Theories and Methods - Narrative Therapy

In narrative therapy the therapist assumes the role of explorer by gathering and examining the myths and patterns that shape the lives of an individual or family system. The therapist focuses on understanding the client’s experiences and how those experiences create expectations through stories. Our stories influence our views of the present and future and contain the things that we choose to remember and notice in our lives. Life Stories are filter narratives that serve as gatekeepers for our experiences. These stories function to weed out experiences that do not fit the plot of our lives, or alter the experiences until they fit the plot.
Narrative therapy is influenced by social constructionism which states that: realities are socially constructed, constituted through language, organized into narratives, and that there are no meta-truths. Furthermore, therapists in this mould are encouraged to collaborate with clients, search for counter-narratives (those narratives that function in opposition to dysfunctional narratives), use questions for clarification and insight into new stories, and help people author new stories apart from those that derive from culturally dominant sources. The postmodern approach that underlies much of narrative therapy forces the therapist to eschew labels and diagnosis in order to re-humanize the client.
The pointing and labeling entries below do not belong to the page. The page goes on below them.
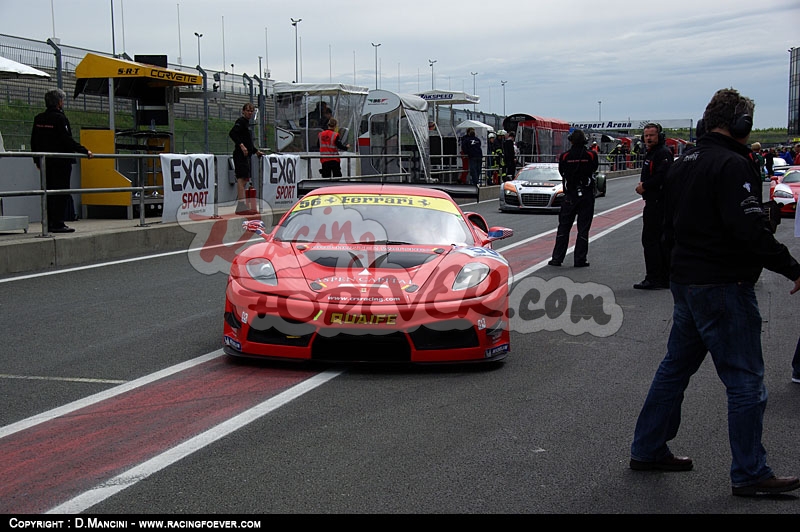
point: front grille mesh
(536, 200)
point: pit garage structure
(153, 89)
(299, 119)
(394, 133)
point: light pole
(198, 35)
(296, 61)
(474, 89)
(376, 64)
(503, 83)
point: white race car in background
(538, 187)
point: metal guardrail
(140, 191)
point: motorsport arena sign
(188, 186)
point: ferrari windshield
(540, 174)
(374, 218)
(792, 177)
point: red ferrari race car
(785, 190)
(361, 272)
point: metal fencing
(22, 99)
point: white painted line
(130, 477)
(102, 396)
(121, 261)
(64, 379)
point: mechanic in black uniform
(52, 133)
(243, 149)
(651, 187)
(577, 167)
(722, 242)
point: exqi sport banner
(188, 186)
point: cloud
(559, 59)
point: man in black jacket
(721, 243)
(577, 167)
(52, 133)
(654, 170)
(243, 149)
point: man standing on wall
(577, 167)
(52, 133)
(330, 143)
(721, 244)
(471, 146)
(656, 163)
(243, 149)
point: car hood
(381, 273)
(538, 184)
(786, 188)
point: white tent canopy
(12, 69)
The goal of narrative therapy is the awakening of the client to the experiences before them and the co-authoring of new stories that speak of the way a person wishes to relate to the world. Therapists seek to remove (externalize) the problem from the person so that a separate entity is created and attacked apart from the person. Moreover, through careful use of questions the narrative therapist can get to know the client apart from the problem, further externalize the problem and examine its effects on the person, and help the person re-author dominant stories and deconstruct cultural stories that may hold a person back.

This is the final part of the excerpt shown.